The clouds are starting to part for me. The biggest concept shift is to get away from measuring the potential from ground.
Agreed, this is where a lot of the confusion comes from. But know that if you start expressing voltage measurements referenced to anything other than ground, you're going to upset a lot of people whose entire grasp of electricity is built on a foundation of the sacred reference point.
I seems that the neutral point for 3 phase is above ground potential.
Eh, not really, or at least it shouldn't be. I think you are still trapped in the ground-referenced mindset even though you've recognized the trap and are trying to break free. Maybe you have defaulted to a neutral-based mindset which is functionally the same thing. You need to bust completely out of the box for the epiphany to fully materialize.
Think about it this way: Let's measure the output of a 240V 3 phase Delta isolation transformer.
You measure from L1 to ground, you get nothing. It is ungrounded.

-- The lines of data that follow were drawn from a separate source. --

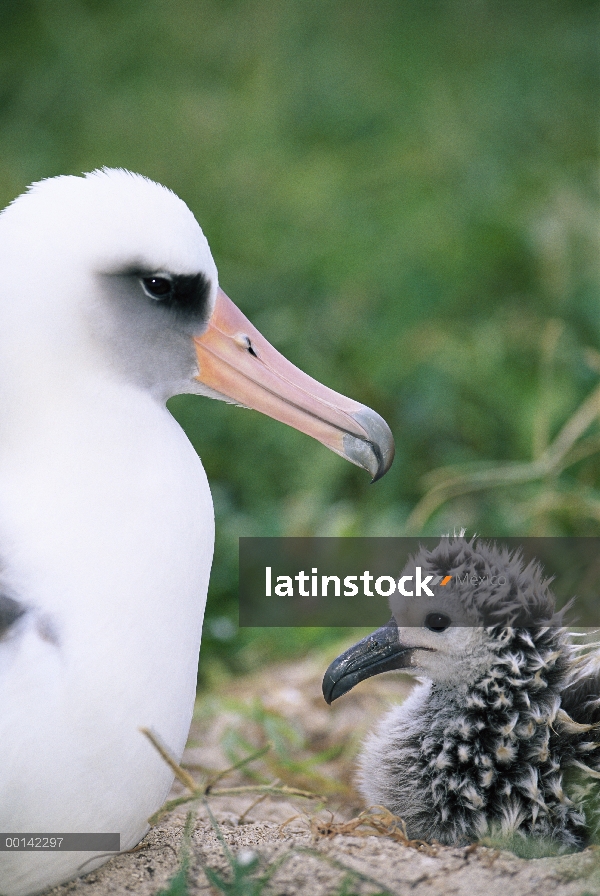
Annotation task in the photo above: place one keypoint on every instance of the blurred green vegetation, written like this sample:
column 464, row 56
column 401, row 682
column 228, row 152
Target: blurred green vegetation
column 402, row 196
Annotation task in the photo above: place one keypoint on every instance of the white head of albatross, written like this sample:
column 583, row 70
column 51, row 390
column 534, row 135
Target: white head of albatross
column 502, row 733
column 110, row 304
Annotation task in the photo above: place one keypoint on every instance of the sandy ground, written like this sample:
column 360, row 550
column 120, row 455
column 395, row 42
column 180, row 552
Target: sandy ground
column 296, row 860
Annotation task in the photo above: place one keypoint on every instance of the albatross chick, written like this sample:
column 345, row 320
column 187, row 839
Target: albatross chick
column 501, row 734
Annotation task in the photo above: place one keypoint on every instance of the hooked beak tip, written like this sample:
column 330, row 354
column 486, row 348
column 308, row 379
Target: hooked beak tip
column 374, row 452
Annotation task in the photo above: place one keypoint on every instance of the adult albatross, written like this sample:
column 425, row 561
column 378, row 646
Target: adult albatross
column 110, row 305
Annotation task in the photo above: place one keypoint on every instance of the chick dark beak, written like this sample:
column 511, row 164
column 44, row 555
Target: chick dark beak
column 381, row 651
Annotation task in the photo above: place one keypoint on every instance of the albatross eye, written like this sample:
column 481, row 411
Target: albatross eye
column 437, row 622
column 157, row 287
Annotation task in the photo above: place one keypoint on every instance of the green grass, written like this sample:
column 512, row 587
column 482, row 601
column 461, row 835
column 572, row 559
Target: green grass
column 403, row 198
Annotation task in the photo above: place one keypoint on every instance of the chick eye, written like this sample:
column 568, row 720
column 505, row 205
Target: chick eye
column 157, row 287
column 437, row 622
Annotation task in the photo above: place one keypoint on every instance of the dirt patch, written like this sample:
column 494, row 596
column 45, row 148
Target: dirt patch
column 313, row 747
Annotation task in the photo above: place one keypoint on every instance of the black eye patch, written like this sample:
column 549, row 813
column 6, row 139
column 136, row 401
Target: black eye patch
column 186, row 294
column 437, row 622
column 158, row 288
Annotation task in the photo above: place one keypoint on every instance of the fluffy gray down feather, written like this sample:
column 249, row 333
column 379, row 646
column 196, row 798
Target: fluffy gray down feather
column 516, row 751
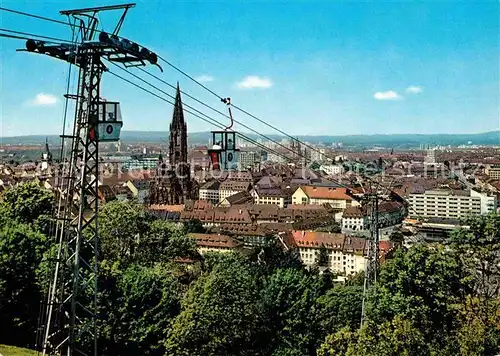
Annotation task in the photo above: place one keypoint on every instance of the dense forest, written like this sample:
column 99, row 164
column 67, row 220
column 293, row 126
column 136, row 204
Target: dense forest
column 159, row 297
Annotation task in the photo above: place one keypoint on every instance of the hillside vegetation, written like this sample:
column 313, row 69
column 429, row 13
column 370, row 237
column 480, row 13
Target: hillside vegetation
column 431, row 299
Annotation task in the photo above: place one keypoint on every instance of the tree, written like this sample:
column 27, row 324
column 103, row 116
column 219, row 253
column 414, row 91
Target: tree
column 478, row 249
column 21, row 251
column 340, row 307
column 219, row 314
column 396, row 337
column 479, row 332
column 478, row 252
column 137, row 309
column 25, row 203
column 322, row 259
column 121, row 226
column 422, row 285
column 288, row 299
column 272, row 256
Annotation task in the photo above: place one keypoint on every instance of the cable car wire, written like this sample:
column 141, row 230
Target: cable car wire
column 201, row 85
column 207, row 119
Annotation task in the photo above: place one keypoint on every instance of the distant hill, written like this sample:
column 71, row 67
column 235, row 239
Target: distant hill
column 397, row 140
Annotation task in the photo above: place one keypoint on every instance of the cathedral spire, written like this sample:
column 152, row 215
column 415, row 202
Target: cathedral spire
column 178, row 117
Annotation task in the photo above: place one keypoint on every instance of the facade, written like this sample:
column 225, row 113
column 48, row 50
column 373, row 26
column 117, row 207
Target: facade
column 493, row 171
column 240, row 198
column 173, row 183
column 451, row 204
column 210, row 191
column 139, row 189
column 332, row 169
column 346, row 254
column 249, row 158
column 315, row 195
column 318, row 155
column 140, row 163
column 272, row 196
column 357, row 218
column 206, row 243
column 228, row 188
column 430, row 158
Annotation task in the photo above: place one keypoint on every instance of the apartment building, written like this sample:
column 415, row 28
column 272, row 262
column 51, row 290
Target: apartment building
column 357, row 218
column 272, row 196
column 249, row 158
column 210, row 191
column 346, row 254
column 493, row 171
column 332, row 169
column 316, row 195
column 454, row 204
column 215, row 243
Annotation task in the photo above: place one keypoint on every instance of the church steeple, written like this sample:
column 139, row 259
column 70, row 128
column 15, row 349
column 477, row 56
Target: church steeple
column 178, row 117
column 46, row 156
column 178, row 134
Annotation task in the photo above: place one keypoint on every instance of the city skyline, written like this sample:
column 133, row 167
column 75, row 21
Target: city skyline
column 414, row 68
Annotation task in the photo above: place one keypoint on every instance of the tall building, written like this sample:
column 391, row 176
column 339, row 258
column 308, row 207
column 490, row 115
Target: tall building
column 451, row 204
column 46, row 157
column 173, row 183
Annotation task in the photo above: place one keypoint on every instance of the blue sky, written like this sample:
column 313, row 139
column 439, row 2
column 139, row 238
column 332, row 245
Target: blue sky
column 307, row 67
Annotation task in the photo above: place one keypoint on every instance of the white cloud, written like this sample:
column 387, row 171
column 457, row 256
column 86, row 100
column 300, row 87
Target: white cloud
column 253, row 81
column 42, row 99
column 414, row 89
column 387, row 95
column 205, row 78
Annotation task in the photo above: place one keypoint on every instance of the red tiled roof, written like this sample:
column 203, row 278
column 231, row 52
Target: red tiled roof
column 325, row 192
column 176, row 208
column 315, row 239
column 215, row 240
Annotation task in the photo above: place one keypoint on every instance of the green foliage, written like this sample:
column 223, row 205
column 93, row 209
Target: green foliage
column 193, row 226
column 273, row 256
column 21, row 252
column 478, row 249
column 25, row 203
column 429, row 300
column 219, row 314
column 138, row 307
column 397, row 238
column 16, row 351
column 423, row 285
column 121, row 226
column 289, row 308
column 130, row 235
column 396, row 337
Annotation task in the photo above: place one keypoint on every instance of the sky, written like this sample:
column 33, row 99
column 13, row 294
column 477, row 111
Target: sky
column 309, row 68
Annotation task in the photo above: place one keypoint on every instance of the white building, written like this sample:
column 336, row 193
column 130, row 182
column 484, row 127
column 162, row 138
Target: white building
column 249, row 158
column 346, row 254
column 210, row 191
column 316, row 195
column 451, row 204
column 272, row 196
column 228, row 188
column 358, row 218
column 318, row 155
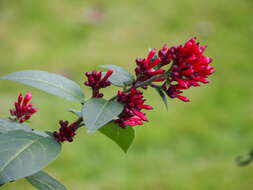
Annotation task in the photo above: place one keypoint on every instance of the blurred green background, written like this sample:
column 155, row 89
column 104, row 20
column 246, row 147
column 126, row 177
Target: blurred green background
column 193, row 145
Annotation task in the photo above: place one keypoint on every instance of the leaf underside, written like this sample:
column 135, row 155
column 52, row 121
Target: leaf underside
column 97, row 112
column 122, row 137
column 24, row 153
column 42, row 181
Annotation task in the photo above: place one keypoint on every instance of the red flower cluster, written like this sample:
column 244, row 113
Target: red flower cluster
column 189, row 68
column 133, row 104
column 146, row 68
column 23, row 111
column 66, row 131
column 96, row 82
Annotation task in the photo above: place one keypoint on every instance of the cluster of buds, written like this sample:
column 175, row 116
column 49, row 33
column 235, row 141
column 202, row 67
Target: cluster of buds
column 96, row 82
column 66, row 132
column 189, row 68
column 133, row 104
column 23, row 110
column 148, row 67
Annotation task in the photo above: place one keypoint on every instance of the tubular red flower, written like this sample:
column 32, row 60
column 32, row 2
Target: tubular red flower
column 23, row 111
column 190, row 67
column 133, row 104
column 146, row 68
column 96, row 82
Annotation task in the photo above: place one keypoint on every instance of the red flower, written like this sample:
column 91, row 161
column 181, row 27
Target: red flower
column 133, row 104
column 23, row 111
column 66, row 131
column 146, row 68
column 96, row 82
column 189, row 68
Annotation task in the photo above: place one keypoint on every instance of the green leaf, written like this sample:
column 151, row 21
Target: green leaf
column 163, row 96
column 120, row 77
column 48, row 82
column 8, row 125
column 97, row 112
column 122, row 137
column 42, row 181
column 24, row 153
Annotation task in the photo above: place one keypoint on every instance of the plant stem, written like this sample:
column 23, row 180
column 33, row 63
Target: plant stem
column 136, row 85
column 141, row 84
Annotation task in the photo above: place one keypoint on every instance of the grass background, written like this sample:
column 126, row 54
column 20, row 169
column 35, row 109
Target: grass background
column 193, row 145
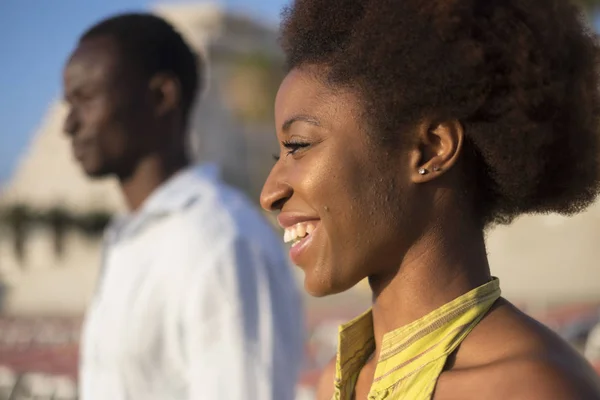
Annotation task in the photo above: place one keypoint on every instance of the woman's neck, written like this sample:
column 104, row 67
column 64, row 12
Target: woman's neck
column 440, row 267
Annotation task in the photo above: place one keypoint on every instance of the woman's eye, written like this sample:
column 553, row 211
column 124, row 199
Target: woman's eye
column 293, row 147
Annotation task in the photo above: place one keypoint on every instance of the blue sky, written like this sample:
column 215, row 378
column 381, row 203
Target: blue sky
column 36, row 36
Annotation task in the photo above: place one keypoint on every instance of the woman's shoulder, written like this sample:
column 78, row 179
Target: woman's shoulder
column 511, row 356
column 325, row 388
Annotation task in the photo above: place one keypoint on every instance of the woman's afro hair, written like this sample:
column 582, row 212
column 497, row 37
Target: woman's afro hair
column 520, row 75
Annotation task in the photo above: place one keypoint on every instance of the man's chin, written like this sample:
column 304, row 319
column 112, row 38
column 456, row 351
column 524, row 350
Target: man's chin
column 96, row 173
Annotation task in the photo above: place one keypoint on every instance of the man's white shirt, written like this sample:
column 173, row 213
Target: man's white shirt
column 195, row 300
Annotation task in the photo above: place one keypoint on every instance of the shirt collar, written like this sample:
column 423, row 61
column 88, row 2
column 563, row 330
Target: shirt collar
column 180, row 190
column 177, row 193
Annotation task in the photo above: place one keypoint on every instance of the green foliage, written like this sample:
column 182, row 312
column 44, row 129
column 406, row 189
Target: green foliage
column 20, row 219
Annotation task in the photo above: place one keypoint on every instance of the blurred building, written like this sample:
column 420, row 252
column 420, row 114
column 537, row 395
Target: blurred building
column 53, row 215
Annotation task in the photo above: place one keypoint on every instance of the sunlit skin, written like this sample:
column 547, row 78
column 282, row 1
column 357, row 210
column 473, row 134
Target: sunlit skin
column 413, row 235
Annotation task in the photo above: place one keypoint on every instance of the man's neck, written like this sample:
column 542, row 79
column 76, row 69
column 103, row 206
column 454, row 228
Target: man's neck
column 148, row 175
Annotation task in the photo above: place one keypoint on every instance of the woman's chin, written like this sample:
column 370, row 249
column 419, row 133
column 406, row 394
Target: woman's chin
column 321, row 287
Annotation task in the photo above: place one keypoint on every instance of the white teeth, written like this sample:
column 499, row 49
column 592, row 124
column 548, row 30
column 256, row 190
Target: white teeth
column 298, row 231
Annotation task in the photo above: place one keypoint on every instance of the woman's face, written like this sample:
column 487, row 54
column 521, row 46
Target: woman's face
column 346, row 202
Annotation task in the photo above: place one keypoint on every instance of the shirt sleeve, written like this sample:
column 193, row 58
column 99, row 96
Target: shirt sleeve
column 242, row 327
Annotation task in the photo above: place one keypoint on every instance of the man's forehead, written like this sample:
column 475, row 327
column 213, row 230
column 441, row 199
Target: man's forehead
column 93, row 55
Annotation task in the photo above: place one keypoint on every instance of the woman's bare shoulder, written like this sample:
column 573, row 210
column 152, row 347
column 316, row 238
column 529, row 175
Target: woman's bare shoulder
column 511, row 356
column 325, row 389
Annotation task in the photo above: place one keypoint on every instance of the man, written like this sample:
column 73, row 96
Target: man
column 195, row 299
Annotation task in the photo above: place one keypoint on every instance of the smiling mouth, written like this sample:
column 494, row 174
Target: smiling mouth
column 296, row 233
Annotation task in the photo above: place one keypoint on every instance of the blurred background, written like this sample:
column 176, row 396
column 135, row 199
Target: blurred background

There is no ground.
You measure from L1 to neutr... wait, there's no neutral either.
So, does this transformer then have no voltage?
Yes, it does, measure from (L1 to L2) and (L1 to L3) and (L2 to L3) and you will see 240V each time.
If you have an oscilloscope
with differential isolated probes, you can even look at the 3 waveforms (L1 to L2) and (L1 to L3) and (L2 to L3) simultaneously and see that they are 120 degrees out of phase with each other.
If you have an oscilloscope
without differential isolated probes, you can still look at the 3 waveforms (L1 to L2) and (L1 to L3) and (L2 to L3), but not simultaneously. You'll only be able to look at two phases at a time.
Once you've got your head wrapped around that 3 phase delta Isolation transformer with no neutral and no ground, let's perform some unsanctioned modifications to that mental model of a transformer. Open the cover, choose one of the phase windings, and right in the middle of it, scratch off the enamel and solder a wire onto it. You can name the wire. You can call it Bob, Winston, neutral, whatever you like. Most people would name it neutral. I'm going to choose the phase between L1 and L2, install my wire, and name the wire Ronald. Now I can measure from Ron to L1, and see 120V. Ron to L2, also 120V. Ron to L3, 208V? What the heck? Where did that oddball come from? Here's a hint: this is just geometry. You don't need to know the electrical formulas for polyphase power, you can get these numbers by sketching triangles in CAD.
The black lines are the phase windings. The blue measurement line is the 208V measurement.
The effect of our modification is that now we can use that center tap (Ron) to connect 120V loads.
There is no voltage between any of these points and ground, because this is still an isolation transformer. L1 to ground: nothing. Ron to ground: zilch. L3 to ground: nada. L2 to ground, nope.
Now let's connect Ron to ground. We have just made the center grounded delta distribution transformer (AKA high leg delta AKA wild leg delta) that many are familiar with . And since we are playing on the public court now, let's use house rules and rename Ron to Neutral.
If you measure between neutral and ground, you should not measure any voltage because they are connected together and should be at the same potential.
That high-leg delta is what is being generated by a RPC. We feed it this:
which is a
single phase, already center-grounded, and it adds the third leg (notice I didn't say "it adds the third phase" - because it actually add
two phases) to form the triangle above. That's why the graph on the first page of this thread shows the generated leg being so much bigger than the other two. It really isn't; the voltage output from a RPC on (L1 to L2) and (L1 to L3) and (L2 to L3) should each be 240V as expected, but it just
looks like a "wild leg"
when you use neutral or ground as a reference point instead of (L1 to L2) and (L1 to L3) and (L2 to L3), which makes more sense but most people aren't in the habit of doing it.
P.s. Instead of connecting Ron to ground, we could have connected L1 or L2 or L3 to ground, and then we would have had a corner grounded Delta distribution transformer (with a highly irregular center-tapped winding).
Ever measured a 480V circuit to ground? did you get around 277V? If so, it's because that's a WYE circuit and the geometry works for those too:
Again the black lines are the phase windings. The blue lines forming the triangle are the the 480V measurements.
While we're doing thought experiments, let's modify that 480V transformer above. Let's delete that center neutral. We can't actually delete the node where the phase windings are connected together, but we can cut the neutral wire and ground wire off, turning it into an isolation transformer so that no ground-referenced measurements are possible, and no neutral-referenced measurements are possible.
Can we still measure the output? Yes! From (L1 to L2) and (L1 to L3) and (L2 to L3).
We still have 480V 3 phase power available even in the absence of the holy reference point!